Il serait d’autant plus injuste de regarder l’écrit dont il s’agit, comme un délit, que le tems où il aurait pu produire quelqu’effet, était écoulé depuis long-tems, lorsqu’il a été découvert ; puisqu’alors l’insurrection des départemens était déjà étouffée, que la révolution du 31 mai était consommée et consolidée ; et qu’ainsi l’acte était devenu absolument caduque et suranné, sans avoir contribué aux mouvemens départementaires. Il est évident que les signataires s’étaient désisté du projet de publier leur déclaration, puisqu’ils ont laissé passer, sans la publier, le seul moment où elle pouvait être utile aux desseins qu’on leur suppose.

Mais quand ils auraient publié leur déclaration, pourrait on leur en crime ? Est-il bien vrai que ce soit une protestation criminelle contre les lois ? qu’est-ce qu’une protestation contre les lois, qu’est-ce que contient l’acte du 6 juin ?

Ce qui caractérise une protestation contre les lois, c’est la réserve de les attaquer, ou au moins de s’y soustraire dès que les circonstances le permettront. Pourquoi une pareille protestation pourrait-elle être regardée comme criminelle de la part d’un membre de Représentation Nationale ? c’est qu’elle est une menace de rébellion contre les lois, et d’hostilités contre leurs auteurs.

Que contient l’acte du 6 juin ? Il se réduit à déclarer au Peuple français, (notez cette expression qui repousse toute accusation de fédéralisme, puisqu’elle comprend aussi le Peuple de Paris et n’excepte que la faction) que depuis plusieurs mois le Pouvoir exécutif et les Autorités constituées de Paris sont dominées par une faction ; que le 31 mai, la Représentation Nationale a été violentée, et qu’elle n’est plus entière.

Il n’y a point là de réserve contre les lois ; donc il n’y a point de protestation. Il y a une dénonciation, ou si l’on veut, un appel au Peuple des violences qui autorisent à douter que les actes de la Convention, depuis le 31 mai, soient des lois. Or, qu’est-ce qu’un pareil appel, sinon l’engagement de se soumettre à ces actes, si le Peuple prononce, soit par son silence, soit d’une manière positive que la Convention a conservé tous les caractères d’un corps législatif et constituant, ou qu’il approuve ses décrets de quelque manière qu’ils ayent été faits.

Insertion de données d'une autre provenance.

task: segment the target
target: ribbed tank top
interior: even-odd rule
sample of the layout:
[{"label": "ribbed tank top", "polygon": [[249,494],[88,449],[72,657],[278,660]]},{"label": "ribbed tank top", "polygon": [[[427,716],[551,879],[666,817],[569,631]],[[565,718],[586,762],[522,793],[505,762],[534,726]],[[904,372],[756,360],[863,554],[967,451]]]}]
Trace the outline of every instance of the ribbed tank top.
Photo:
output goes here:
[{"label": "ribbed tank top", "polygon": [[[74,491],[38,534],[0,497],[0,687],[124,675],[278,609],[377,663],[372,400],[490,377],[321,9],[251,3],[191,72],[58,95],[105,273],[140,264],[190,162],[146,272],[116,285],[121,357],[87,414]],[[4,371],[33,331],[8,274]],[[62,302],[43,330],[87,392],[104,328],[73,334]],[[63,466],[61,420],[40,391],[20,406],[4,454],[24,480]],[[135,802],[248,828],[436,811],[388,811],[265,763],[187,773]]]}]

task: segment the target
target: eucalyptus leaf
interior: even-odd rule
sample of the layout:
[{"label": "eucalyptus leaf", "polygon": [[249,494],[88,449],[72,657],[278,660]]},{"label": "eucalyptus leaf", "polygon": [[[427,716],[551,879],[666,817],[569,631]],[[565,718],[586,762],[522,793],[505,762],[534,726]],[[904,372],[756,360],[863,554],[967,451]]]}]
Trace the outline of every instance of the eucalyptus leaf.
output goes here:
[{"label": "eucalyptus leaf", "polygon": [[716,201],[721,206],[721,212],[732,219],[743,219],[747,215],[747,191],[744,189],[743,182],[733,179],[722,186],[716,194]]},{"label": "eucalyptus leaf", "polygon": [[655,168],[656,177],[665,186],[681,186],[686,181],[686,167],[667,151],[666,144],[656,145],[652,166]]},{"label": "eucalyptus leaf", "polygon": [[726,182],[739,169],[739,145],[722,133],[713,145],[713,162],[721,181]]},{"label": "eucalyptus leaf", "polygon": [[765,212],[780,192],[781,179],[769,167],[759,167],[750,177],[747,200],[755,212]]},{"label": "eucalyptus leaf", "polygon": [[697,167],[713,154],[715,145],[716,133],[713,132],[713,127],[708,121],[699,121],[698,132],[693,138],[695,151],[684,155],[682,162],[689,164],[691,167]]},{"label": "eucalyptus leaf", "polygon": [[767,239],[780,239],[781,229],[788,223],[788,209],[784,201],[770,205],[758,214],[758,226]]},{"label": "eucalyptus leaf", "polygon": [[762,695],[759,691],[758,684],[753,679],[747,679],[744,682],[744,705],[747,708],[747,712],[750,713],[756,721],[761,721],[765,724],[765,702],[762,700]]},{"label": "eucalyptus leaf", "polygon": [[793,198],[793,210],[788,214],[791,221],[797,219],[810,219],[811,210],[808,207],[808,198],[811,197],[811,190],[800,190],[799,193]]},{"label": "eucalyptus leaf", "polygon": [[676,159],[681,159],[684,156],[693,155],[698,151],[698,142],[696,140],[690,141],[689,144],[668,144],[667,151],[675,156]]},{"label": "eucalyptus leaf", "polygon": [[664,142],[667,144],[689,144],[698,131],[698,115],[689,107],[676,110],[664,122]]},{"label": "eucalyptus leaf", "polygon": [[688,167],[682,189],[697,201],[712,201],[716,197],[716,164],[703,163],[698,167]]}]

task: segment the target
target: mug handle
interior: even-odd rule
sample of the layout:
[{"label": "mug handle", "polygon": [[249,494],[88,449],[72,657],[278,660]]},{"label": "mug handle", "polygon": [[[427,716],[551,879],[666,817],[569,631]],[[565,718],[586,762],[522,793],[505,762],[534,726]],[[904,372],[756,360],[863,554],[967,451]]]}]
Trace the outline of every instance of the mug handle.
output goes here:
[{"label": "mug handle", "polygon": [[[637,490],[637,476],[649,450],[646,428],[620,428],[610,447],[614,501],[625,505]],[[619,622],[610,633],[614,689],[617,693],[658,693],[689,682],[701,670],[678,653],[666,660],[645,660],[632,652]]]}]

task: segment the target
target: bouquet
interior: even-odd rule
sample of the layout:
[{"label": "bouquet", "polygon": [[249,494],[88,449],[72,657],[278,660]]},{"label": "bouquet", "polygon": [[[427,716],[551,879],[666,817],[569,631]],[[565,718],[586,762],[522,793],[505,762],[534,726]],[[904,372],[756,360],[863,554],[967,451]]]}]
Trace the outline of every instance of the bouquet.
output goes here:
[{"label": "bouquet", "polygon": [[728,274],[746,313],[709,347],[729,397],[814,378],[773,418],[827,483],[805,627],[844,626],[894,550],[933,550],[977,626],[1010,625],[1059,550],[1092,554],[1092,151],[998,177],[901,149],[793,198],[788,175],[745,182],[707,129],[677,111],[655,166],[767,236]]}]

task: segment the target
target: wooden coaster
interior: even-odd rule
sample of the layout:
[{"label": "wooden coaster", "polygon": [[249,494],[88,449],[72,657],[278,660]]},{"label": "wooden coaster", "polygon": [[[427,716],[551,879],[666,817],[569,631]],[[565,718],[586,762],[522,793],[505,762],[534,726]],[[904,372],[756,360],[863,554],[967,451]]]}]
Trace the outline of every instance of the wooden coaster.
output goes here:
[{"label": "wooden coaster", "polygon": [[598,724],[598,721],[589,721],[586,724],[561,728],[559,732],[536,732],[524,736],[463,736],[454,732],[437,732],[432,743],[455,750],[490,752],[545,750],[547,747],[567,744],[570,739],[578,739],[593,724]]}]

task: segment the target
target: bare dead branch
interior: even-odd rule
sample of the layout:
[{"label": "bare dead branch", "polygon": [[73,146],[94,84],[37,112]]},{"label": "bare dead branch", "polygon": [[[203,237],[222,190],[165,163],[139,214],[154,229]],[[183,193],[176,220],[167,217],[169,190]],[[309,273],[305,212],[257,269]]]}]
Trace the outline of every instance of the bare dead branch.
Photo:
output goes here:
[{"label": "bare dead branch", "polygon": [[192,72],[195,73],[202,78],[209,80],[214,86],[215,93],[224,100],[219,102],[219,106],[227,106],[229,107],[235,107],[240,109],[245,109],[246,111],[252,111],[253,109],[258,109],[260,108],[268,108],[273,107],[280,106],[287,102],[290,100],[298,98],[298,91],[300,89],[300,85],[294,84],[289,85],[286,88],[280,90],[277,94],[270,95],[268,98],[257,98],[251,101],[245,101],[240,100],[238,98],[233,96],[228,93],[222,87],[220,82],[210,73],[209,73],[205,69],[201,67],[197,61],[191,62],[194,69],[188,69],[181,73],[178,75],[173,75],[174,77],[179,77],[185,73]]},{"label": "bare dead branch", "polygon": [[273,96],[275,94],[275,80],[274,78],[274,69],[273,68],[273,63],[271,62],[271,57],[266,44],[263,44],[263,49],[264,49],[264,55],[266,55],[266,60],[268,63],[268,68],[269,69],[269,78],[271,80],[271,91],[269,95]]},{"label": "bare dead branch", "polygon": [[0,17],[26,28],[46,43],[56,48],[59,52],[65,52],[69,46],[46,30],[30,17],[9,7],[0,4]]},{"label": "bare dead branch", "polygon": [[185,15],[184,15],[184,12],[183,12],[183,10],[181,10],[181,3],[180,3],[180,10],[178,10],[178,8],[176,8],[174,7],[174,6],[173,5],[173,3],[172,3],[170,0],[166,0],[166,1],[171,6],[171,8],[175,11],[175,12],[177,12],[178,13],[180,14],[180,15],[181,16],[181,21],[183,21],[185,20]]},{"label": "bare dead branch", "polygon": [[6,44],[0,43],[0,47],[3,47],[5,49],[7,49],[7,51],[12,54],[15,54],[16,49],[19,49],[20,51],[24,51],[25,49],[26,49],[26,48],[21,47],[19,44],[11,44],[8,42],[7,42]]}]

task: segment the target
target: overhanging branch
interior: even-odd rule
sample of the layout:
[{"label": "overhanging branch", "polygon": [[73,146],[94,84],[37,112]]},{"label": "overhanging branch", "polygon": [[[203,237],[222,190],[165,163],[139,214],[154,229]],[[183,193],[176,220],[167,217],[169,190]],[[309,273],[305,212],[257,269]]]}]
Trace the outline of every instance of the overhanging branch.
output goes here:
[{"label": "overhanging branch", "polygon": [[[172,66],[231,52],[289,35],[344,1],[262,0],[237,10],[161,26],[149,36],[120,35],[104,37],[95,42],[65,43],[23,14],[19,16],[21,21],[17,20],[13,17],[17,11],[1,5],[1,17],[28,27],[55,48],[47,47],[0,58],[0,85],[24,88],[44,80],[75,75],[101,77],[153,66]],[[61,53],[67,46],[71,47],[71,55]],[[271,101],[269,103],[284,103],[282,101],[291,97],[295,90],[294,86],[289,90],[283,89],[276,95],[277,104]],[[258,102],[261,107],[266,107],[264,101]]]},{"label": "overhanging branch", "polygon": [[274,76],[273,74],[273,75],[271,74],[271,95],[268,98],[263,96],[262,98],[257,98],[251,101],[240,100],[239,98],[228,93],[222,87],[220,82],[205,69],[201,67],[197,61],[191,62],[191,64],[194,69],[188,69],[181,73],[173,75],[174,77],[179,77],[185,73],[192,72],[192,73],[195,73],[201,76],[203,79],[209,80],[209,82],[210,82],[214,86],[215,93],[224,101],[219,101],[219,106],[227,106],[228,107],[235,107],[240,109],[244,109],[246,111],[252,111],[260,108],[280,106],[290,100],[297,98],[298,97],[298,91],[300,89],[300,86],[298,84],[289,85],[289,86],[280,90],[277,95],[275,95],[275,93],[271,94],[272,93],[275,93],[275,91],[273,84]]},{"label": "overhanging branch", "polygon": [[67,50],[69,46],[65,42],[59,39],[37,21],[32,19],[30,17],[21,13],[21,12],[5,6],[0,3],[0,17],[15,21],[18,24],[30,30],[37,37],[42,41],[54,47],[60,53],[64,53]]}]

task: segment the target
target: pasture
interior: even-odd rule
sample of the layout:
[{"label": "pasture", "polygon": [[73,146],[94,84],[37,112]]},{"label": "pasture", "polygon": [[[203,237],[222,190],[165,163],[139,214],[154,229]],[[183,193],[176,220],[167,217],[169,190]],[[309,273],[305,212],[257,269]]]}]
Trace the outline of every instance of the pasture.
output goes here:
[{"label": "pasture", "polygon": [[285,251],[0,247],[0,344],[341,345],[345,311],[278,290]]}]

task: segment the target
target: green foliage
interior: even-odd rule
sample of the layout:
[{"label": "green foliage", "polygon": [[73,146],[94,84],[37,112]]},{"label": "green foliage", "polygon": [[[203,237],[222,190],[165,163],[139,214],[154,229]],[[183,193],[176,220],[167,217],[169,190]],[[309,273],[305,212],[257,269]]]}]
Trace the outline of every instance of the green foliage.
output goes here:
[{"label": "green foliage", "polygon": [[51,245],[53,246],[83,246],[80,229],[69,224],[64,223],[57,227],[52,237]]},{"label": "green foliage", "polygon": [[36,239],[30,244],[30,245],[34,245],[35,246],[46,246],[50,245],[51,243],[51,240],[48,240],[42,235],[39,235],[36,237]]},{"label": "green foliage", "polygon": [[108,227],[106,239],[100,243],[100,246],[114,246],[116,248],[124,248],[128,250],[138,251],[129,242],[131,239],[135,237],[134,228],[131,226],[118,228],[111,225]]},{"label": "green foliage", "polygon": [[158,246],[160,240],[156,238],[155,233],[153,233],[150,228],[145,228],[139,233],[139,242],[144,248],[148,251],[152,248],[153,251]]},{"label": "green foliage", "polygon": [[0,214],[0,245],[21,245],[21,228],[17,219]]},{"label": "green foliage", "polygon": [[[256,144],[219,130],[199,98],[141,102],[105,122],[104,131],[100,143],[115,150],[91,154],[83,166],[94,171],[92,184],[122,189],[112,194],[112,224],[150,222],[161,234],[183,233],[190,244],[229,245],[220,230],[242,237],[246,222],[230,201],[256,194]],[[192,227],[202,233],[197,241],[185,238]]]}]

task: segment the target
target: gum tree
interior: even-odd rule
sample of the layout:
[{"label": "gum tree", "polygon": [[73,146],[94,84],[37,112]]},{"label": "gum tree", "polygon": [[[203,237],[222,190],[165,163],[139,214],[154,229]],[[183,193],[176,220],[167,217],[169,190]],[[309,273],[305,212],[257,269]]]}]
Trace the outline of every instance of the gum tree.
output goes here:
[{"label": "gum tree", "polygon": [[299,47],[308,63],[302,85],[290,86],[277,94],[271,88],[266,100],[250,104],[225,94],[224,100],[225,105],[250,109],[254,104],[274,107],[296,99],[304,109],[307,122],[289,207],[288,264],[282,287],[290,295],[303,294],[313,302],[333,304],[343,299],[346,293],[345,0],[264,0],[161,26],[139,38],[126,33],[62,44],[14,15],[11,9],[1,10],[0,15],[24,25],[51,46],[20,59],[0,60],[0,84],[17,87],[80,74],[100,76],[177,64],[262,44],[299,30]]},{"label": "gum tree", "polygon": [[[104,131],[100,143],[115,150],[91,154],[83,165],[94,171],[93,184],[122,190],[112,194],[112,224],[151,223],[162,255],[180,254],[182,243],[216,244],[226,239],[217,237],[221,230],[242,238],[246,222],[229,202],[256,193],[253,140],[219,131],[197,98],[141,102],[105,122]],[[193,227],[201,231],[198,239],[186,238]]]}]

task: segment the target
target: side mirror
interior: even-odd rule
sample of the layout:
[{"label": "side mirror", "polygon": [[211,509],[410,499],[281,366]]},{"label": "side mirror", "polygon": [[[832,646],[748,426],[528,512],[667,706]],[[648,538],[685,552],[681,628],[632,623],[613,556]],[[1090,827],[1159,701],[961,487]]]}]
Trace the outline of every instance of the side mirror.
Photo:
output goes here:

J’entends qu’on se récrie. Un Appel au Peuple, me dit-on, est-il moins coupable de la part d’un représentant que ne serait une protestation ou réserve d’appel au Peuple ? Non, s’il s’agissait de loix faites par un corps représentatif dont la liberté et l’intégralité ne seraient pas douteuses. Mais un semblable appel est légitime, il est de droit, il est conforme aux principes les plus révolutionnaires, quand il y a la moindre atteinte portée à la liberté et à l’indivisibilité de la Représentation Nationale. N’est-il pas reconnu que les insurrections d’une commune, ne peuvent être considérées que comme des initiatives d’insurrections nationales ? N’est-il pas évident que l’insurrection nationale peut seule constituer une révolution nationale ? qu’ainsi avant la manifestation du vœu national, tout Français est libre de penser et de dire ce qu’il lui plait des insurrections partielles ; et que tout fonctionnaire ou représentant contre qui est tournée une insurrection partielle, est tout-à-la-fois dans le droit et dans l’obligation d’instruire le souverain à qui seul appartient le pouvoir révolutionnaire, et des atteintes données à la liberté de ses fonctions et à l’indivisibilité du corps dont il fait partie, et de ce qu’il a à dire pour sa justification ou sa défense individuelle contre les initiateurs de l’insurrection nationale ? Comme particuliers, des représentans n’ont-ils pas le même droit que tout citoyen accusé devant un tribunal, celui de s’y faire entendre avant le jugement ? Comme dépositaires de la puissance nationale, ne doivent-ils pas compte à la nation de la manière dont une section de la nation dispose de leur dépôt ?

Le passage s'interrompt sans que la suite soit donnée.